Et il le ferait avec une joie obscure, profonde, presque sacrée — celle qu’on éprouve devant l’accomplissement d’une œuvre noire longtemps attendue.

Alors il descendit.

Sous les dalles de pierre moites, dans les douves oubliées, il descendit, seul. Il y avait là, enfouis dans la vase noire et l’eau croupie, des corps que la mort elle-même avait refusés. Des guerriers tombés depuis des siècles, pourris et rongés, mais que Rauk avait liés à lui par les arcanes les plus anciennes. Leur chair, marbrée de moisissures, était gorgée de négation, de haine fossilisée.

Il posa la main sur l’eau épaisse et froide. Murmura des mots dans une langue qui faisait saigner les murs.
Un frisson parcourut les douves.
Puis un second.
Puis les remous.

Des doigts osseux jaillirent. Des cris sans gorge, des râles de poumons absents. Ils remontèrent, un à un, treize non-vivants, couverts d’algues, de boue et de vers. Leurs yeux brillaient d’un vert malade, animés non par l’âme, mais par la volonté d’un seul : celle de Rauk.

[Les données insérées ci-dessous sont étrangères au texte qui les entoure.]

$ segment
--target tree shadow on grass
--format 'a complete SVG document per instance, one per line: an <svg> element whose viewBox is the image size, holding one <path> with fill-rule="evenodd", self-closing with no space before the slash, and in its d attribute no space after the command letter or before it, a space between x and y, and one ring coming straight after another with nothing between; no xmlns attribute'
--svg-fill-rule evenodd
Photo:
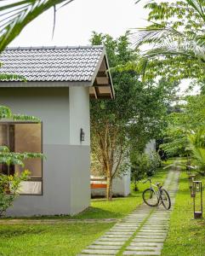
<svg viewBox="0 0 205 256"><path fill-rule="evenodd" d="M42 226L23 226L23 225L5 225L1 226L0 230L0 237L3 238L12 238L21 236L29 236L29 235L40 235L44 233L46 228Z"/></svg>
<svg viewBox="0 0 205 256"><path fill-rule="evenodd" d="M109 210L104 210L100 207L89 207L85 211L77 215L72 216L74 219L89 219L89 218L118 218L122 215L120 212L115 212Z"/></svg>

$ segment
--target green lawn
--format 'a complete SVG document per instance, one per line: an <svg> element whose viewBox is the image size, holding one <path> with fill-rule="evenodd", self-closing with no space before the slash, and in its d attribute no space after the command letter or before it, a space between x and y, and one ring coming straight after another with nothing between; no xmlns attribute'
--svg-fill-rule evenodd
<svg viewBox="0 0 205 256"><path fill-rule="evenodd" d="M74 256L113 224L0 226L1 256Z"/></svg>
<svg viewBox="0 0 205 256"><path fill-rule="evenodd" d="M205 177L198 177L205 183ZM203 198L205 192L203 191ZM205 201L203 200L205 208ZM179 189L171 215L170 230L162 256L204 256L205 222L193 219L193 199L190 196L187 174L181 172Z"/></svg>
<svg viewBox="0 0 205 256"><path fill-rule="evenodd" d="M164 180L168 170L159 170L154 182ZM140 191L132 191L127 198L113 199L112 201L93 200L91 207L74 217L56 218L120 218L131 212L142 202L141 191L148 183L139 184ZM46 218L44 217L42 218ZM50 217L48 218L54 218ZM39 218L37 218L38 219ZM6 220L5 220L6 221ZM23 224L0 225L1 256L65 256L77 255L87 245L100 237L115 223Z"/></svg>
<svg viewBox="0 0 205 256"><path fill-rule="evenodd" d="M168 170L159 169L153 182L163 182ZM112 201L105 200L92 200L91 207L83 212L77 214L72 218L121 218L134 211L137 206L142 203L142 191L149 186L149 183L139 183L139 191L134 191L128 197L113 198Z"/></svg>

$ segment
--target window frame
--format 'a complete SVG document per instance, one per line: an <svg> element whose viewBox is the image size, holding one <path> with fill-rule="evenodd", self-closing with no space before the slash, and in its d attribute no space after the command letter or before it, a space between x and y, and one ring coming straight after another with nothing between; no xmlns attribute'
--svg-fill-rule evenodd
<svg viewBox="0 0 205 256"><path fill-rule="evenodd" d="M41 124L41 152L43 154L43 121L41 122L35 122L35 121L0 121L0 125L24 125L24 124ZM34 181L40 181L41 182L41 193L40 194L26 194L26 193L20 193L20 195L37 195L37 196L42 196L43 195L43 160L41 160L41 167L42 167L42 177L30 177L26 182L34 182Z"/></svg>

Il grimpa lentement les marches, ses bottes laissant derrière elles des traînées d’eau putride. Dans une salle obscure, éclairée par un unique brasier couleur soufre, l’attendait une cuvette d’obsidienne . Elle était pleine jusqu’au bord d’un sang perverti, brassé, invoqué, distillé goutte après goutte sur des années d’agonie.

Un sang mort. Un sang vidé de son âme. Il s’agenouilla, retira lentement ses gants, et plongea ses mains dans la vasque. Puis il but.

La brûlure fut immédiate.
Sa gorge se contracta. Sa chair se raidit.
Son cœur martela un rythme étranger.
Des visions hurlèrent dans sa tête — des champs de corps, des arbres noircis, des enfants retournés dans le ventre de leurs mères.

Mais il tint. Il accueillit la douleur. Il s’ouvrit à elle.
Ce sang-là n’était pas fait pour nourrir. Il était fait pour tordre. Pour corrompre.

Il sentit le pouvoir courir dans ses veines comme un millier de vers affamés. Une force nouvelle, violente, brutale. Il était plus fort, oui. Mais chaque goutte le rapprochait de sa propre fin.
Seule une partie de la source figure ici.